Convert Confluence pages to Markdown
There may come a day where you want to stop using Confluence and just convert all the pages to simple Markdown text files.
Luckily this is achievable using the Confluence XML export function, some custom XML parsing code and the markdownify Python package.
Confluence stores data in an Atlassian specific xhtml-format with a mix of html and custom tags (with the namespace prefix "ac").

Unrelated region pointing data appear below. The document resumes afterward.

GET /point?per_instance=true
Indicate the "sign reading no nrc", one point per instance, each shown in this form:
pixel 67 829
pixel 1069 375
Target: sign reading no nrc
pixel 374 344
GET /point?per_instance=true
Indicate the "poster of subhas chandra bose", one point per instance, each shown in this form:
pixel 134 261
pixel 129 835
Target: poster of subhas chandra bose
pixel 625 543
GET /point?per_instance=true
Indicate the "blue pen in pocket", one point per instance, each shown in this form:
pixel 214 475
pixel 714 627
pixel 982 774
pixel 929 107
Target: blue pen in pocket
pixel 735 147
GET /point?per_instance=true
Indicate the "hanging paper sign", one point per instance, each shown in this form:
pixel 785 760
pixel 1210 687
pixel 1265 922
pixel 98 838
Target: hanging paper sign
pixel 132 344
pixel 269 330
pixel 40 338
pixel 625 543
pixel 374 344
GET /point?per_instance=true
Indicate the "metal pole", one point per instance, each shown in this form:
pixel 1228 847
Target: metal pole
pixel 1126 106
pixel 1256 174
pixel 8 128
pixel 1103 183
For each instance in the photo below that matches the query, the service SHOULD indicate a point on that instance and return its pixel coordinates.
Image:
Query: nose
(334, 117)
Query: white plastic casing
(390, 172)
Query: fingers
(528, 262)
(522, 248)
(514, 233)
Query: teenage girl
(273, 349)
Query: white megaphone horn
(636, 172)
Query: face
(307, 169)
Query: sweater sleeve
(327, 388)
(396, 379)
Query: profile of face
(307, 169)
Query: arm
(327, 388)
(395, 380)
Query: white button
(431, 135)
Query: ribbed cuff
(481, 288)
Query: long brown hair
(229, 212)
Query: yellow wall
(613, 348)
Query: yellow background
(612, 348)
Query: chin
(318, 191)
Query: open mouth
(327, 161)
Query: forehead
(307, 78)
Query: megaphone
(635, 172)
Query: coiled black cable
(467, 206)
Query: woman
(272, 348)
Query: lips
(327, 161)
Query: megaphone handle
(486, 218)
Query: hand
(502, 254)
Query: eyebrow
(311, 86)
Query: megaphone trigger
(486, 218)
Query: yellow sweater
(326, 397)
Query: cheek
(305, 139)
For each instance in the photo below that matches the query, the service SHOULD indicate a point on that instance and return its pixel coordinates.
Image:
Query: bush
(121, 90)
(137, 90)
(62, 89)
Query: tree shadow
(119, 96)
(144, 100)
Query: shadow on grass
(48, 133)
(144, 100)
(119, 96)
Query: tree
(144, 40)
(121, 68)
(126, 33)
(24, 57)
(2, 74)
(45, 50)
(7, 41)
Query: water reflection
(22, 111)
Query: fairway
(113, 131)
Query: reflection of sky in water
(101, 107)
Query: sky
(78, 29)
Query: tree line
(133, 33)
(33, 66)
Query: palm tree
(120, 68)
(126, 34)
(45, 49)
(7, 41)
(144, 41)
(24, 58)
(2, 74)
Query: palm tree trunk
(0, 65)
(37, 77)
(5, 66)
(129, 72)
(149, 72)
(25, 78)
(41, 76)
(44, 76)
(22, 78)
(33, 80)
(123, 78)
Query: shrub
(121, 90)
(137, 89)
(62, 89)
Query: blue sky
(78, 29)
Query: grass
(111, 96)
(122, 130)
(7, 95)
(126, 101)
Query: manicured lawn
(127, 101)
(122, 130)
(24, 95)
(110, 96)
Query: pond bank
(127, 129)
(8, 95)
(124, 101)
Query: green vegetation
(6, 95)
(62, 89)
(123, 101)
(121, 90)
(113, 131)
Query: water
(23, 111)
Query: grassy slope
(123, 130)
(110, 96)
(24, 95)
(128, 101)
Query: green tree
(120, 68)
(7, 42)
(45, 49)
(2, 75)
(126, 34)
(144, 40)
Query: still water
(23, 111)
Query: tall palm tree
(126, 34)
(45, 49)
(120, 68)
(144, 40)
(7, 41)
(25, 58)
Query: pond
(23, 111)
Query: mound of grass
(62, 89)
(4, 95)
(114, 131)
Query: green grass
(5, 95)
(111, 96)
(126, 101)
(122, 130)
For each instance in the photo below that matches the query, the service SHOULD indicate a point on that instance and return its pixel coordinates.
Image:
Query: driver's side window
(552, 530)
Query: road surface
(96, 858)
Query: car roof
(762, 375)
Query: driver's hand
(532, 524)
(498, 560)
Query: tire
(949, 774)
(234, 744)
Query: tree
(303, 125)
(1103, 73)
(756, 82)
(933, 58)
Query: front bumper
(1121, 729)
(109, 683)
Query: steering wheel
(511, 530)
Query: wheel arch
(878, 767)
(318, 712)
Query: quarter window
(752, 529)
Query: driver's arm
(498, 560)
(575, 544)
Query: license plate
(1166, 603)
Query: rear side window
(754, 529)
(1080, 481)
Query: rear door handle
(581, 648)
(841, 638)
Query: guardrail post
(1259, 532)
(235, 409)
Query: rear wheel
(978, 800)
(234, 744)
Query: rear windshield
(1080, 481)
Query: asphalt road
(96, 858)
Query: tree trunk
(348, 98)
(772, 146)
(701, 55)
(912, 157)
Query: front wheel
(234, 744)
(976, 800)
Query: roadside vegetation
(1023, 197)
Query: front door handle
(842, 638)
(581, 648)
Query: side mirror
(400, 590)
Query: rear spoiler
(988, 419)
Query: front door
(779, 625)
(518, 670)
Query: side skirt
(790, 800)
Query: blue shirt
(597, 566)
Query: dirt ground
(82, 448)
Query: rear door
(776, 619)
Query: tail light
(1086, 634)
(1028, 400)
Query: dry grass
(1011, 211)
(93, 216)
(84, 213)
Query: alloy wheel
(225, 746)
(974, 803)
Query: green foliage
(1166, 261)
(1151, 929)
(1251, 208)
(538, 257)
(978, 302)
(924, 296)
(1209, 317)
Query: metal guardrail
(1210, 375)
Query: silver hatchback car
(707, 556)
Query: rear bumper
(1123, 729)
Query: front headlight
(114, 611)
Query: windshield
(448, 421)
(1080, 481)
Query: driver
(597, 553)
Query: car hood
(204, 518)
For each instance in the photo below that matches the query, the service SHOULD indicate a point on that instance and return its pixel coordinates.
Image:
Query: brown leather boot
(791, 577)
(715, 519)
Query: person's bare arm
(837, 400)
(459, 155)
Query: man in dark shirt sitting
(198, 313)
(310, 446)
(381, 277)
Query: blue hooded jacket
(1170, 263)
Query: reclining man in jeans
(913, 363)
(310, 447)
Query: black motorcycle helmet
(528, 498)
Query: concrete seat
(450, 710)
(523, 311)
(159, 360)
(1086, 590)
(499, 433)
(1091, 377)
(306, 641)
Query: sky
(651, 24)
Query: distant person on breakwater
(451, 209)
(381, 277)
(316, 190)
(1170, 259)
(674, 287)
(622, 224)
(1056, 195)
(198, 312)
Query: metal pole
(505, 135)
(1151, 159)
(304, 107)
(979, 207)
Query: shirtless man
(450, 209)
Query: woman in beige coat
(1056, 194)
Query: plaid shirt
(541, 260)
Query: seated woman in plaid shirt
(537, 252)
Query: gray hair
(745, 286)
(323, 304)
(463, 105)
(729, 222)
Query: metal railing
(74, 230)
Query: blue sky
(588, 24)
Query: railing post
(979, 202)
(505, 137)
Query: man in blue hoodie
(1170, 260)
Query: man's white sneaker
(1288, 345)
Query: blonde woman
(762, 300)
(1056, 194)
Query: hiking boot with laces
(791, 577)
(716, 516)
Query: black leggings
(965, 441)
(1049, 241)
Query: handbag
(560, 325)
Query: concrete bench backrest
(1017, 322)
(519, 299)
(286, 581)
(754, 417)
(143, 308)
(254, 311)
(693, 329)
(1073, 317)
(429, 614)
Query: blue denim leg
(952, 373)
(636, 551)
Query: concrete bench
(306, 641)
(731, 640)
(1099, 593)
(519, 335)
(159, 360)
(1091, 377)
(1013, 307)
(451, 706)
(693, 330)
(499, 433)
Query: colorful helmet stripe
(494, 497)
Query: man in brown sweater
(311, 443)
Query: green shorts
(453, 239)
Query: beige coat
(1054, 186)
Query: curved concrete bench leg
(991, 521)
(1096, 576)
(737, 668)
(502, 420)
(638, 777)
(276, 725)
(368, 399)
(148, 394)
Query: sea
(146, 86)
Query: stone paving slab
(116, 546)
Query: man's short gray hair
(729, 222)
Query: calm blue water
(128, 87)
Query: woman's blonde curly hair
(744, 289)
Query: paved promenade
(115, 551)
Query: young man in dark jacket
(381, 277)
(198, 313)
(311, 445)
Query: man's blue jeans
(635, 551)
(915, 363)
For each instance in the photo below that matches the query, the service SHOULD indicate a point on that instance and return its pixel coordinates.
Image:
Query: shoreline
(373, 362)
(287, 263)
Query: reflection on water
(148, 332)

I have created a fork of markdownify with adaptions for Confluence xml & wiki-markup.
To use the code you will have to download a zip-file with the repository and edit the __init__.py
file in the markdownify
directory.
You will need to update the configuration in the top of the __init__.py
file and provide:
- The url to a JIRA instance (can be ignored if there are no JIRA references in the Confluence documents)
- A mapping of keys to names for your Confluence spaces
- A mapping between User IDs (32 chars of hex) to user names
Next you will need to:
-
Export an XML archive of your Confluence pages, which is only possible for a single space at a time, unless you create a full Confluence site backup.
-
Write code to parse through the XML tree to extract the XHTML for each page.
-
Call your modified version of the markdownify package for each page, e.g.:
md = markdownify.markdownify(xhtml, heading_style='ATX')
-
Save the markdown text in a folder.
-
Live your new Confluence-free life.